Scottish children from the poorest backgrounds are less likely to go to university than those from the rest of the UK, a new report has revealed.
New research by the Sutton Trust shows that, although there has been a narrowing of the gap between rich and poor young people entering higher education across the UK, young people from the fifth most advantaged areas north of the border are four times more likely to go to university than those in the fifth least advantaged areas.
The equivalent figure in England is 2.4 times, and in Wales and Northern Ireland they are three times more likely to do so.
Scottish Conservative shadow education secretary Liz Smith said: “This damning report confirms that Scotland still has some way to go when it comes to offering the same opportunities to students from disadvantaged backgrounds.”
It comes after First Minister Nicola Sturgeon told MSPs her priority for government was to improve access to education.
She pledged to have make closing the attainment gap between schools “the mission, not just of this government or even this parliament, but of the country as a whole”.
The study Access in Scotland, led by Professor Sheila Riddell of the University of Edinburgh,said that virtually all the growth in higher education places for disadvantaged students in Scotland over the last decade has been provided by colleges rather than universities.
It said that while Scots are more likely than their English counterparts to enter some form of higher education, they are less likely to be able to go straight to university, and many of those that do so through such “articulation” often have to repeat at least one year.
Sir Peter Lampl, chairman of the Sutton Trust and of the Education Endowment Foundation, said: “Scotland faces a shocking access gap, and it is vital that the government appoints a strong independent commissioner without delay.”
Scottish Labour’s education spokesman Iain Gray said: “This shows definitively that Scotland lags behind the rest of the UK when it comes to university access for students from poorer families.”
A Universities Scotland spokesperson said: “We understand the temptation to compare Scotland with England on access, as with all things, however it is not always meaningful or helpful because our systems of education at school, college and university level are now so different.”
A Scottish Government spokesperson said: “Access to university for students from the most deprived areas has increased by 29 per cent since this government came to office.
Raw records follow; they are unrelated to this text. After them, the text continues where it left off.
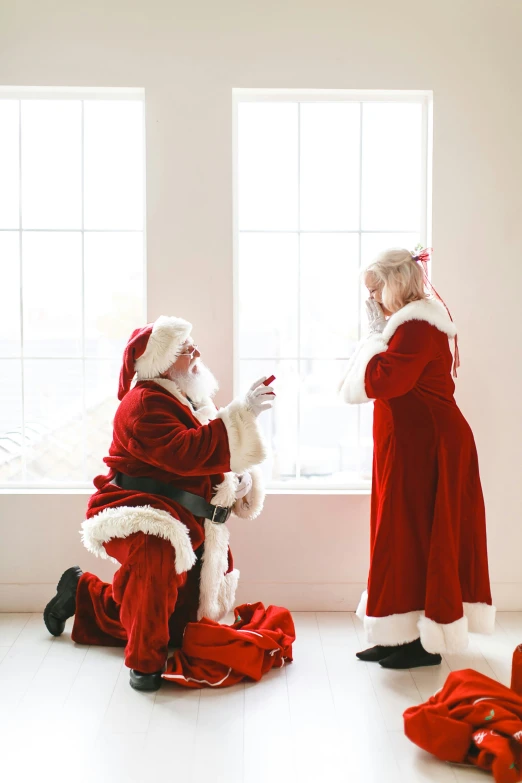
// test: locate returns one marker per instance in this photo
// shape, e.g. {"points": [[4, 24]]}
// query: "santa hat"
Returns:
{"points": [[152, 349]]}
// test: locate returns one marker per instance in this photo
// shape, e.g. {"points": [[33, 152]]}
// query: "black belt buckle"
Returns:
{"points": [[221, 515]]}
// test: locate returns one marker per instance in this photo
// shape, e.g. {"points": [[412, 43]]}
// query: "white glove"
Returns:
{"points": [[259, 398], [376, 318], [244, 486]]}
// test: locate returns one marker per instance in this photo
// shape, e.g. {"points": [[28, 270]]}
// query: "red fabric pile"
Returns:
{"points": [[217, 656], [472, 720]]}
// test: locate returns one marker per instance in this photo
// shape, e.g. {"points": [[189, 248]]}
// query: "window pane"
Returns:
{"points": [[268, 285], [54, 409], [329, 294], [9, 293], [10, 420], [101, 386], [52, 283], [330, 166], [9, 164], [391, 166], [114, 309], [114, 165], [51, 164], [268, 166], [329, 430], [373, 244], [279, 425]]}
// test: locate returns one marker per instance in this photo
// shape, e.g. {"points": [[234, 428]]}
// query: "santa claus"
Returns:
{"points": [[178, 468], [428, 583]]}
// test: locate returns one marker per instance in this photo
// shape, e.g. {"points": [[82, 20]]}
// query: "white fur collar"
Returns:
{"points": [[430, 310], [206, 410]]}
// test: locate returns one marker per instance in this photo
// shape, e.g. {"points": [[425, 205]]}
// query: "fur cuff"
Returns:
{"points": [[244, 436], [353, 389], [217, 589], [126, 520], [251, 505], [436, 637]]}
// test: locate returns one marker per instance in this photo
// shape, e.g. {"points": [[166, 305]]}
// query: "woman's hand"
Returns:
{"points": [[376, 318]]}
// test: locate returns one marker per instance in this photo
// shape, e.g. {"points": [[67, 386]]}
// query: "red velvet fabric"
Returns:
{"points": [[472, 720], [157, 436], [146, 607], [428, 527], [218, 656]]}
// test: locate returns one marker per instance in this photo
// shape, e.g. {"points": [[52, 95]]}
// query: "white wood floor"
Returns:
{"points": [[67, 713]]}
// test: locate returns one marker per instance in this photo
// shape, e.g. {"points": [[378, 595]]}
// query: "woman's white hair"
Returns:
{"points": [[398, 276]]}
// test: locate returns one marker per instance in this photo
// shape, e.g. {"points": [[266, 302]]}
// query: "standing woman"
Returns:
{"points": [[428, 583]]}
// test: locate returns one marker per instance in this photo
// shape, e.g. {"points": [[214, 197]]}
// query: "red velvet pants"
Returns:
{"points": [[147, 606]]}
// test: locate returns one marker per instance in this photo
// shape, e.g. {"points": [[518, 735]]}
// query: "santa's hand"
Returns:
{"points": [[259, 398], [376, 318], [244, 486]]}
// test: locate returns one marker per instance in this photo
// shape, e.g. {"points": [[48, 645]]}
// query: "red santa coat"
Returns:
{"points": [[429, 569], [471, 720], [159, 434]]}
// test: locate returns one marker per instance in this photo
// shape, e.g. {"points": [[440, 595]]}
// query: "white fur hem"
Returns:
{"points": [[353, 389], [481, 618], [436, 637], [244, 436], [217, 589], [126, 520], [163, 347]]}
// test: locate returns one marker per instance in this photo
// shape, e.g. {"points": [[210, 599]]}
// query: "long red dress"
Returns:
{"points": [[429, 568]]}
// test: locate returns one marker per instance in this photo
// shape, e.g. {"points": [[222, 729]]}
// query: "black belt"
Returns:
{"points": [[193, 503]]}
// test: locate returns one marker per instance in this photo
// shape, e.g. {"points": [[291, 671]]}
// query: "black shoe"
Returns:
{"points": [[145, 682], [63, 605], [411, 656], [375, 654]]}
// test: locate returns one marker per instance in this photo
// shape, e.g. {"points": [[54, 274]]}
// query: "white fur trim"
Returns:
{"points": [[481, 618], [244, 436], [435, 637], [251, 505], [353, 389], [444, 637], [217, 589], [126, 520], [430, 310], [392, 630], [168, 335], [225, 493], [206, 410]]}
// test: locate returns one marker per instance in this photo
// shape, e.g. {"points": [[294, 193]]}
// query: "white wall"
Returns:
{"points": [[306, 552]]}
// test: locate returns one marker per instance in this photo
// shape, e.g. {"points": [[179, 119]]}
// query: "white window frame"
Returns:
{"points": [[74, 94], [253, 95]]}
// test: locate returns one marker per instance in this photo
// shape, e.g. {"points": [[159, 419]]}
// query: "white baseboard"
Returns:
{"points": [[296, 596]]}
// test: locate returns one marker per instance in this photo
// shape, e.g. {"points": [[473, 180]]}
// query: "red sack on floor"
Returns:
{"points": [[217, 656], [472, 720]]}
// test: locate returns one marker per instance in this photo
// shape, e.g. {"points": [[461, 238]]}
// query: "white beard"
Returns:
{"points": [[196, 385]]}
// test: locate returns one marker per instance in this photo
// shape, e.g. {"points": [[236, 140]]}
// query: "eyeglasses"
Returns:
{"points": [[190, 351]]}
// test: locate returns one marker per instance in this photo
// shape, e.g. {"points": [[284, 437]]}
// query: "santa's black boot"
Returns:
{"points": [[63, 605], [375, 654], [145, 682], [411, 656]]}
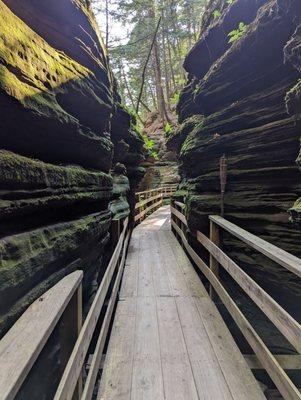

The Sutton Trust report acknowledges that progress has been made on widening access, however we are clear that there is much more still to do.
“That is why we introduced the Commission for Widening Access and have committed to implementing in full its recommendations. Indeed, the recommendations set out by the Sutton Trust are already being taken forward in Scotland following the Commission’s report.
“However, some of the report’s findings are based on misconceptions that do not accurately reflect the position as regards widening access in Scotland.
“For example, it is simply wrong to state that university places supported by additional funding will end in 2016/17. In reality the places will be mainstreamed into core funding and the higher education sector agreed to this at the outset of the initiative.
“The Trust’s argument on additional places also fails to acknowledge the Commission’s finding that simply supplying additional places does not address the systemic problems that can restrict access.
“The report makes comparisons between England and Scotland on participation among young people from the most and least disadvantaged areas. However, this is done using figures from UCAS that are not comparable. For example, the UCAS figures do not include the large number of Scottish students who apply to study higher education courses in colleges yet do include applicants to colleges in England, where 6 per cent of English higher education is delivered.
“The report suggests that the overall participation rate for higher education is lower in Scotland than in England. However, it fails to take account of the significantly different context in Scotland whereby a significant proportion of higher education takes place in colleges. When participation in college is factored in, the Scottish higher education participation rate is significantly higher than in England.”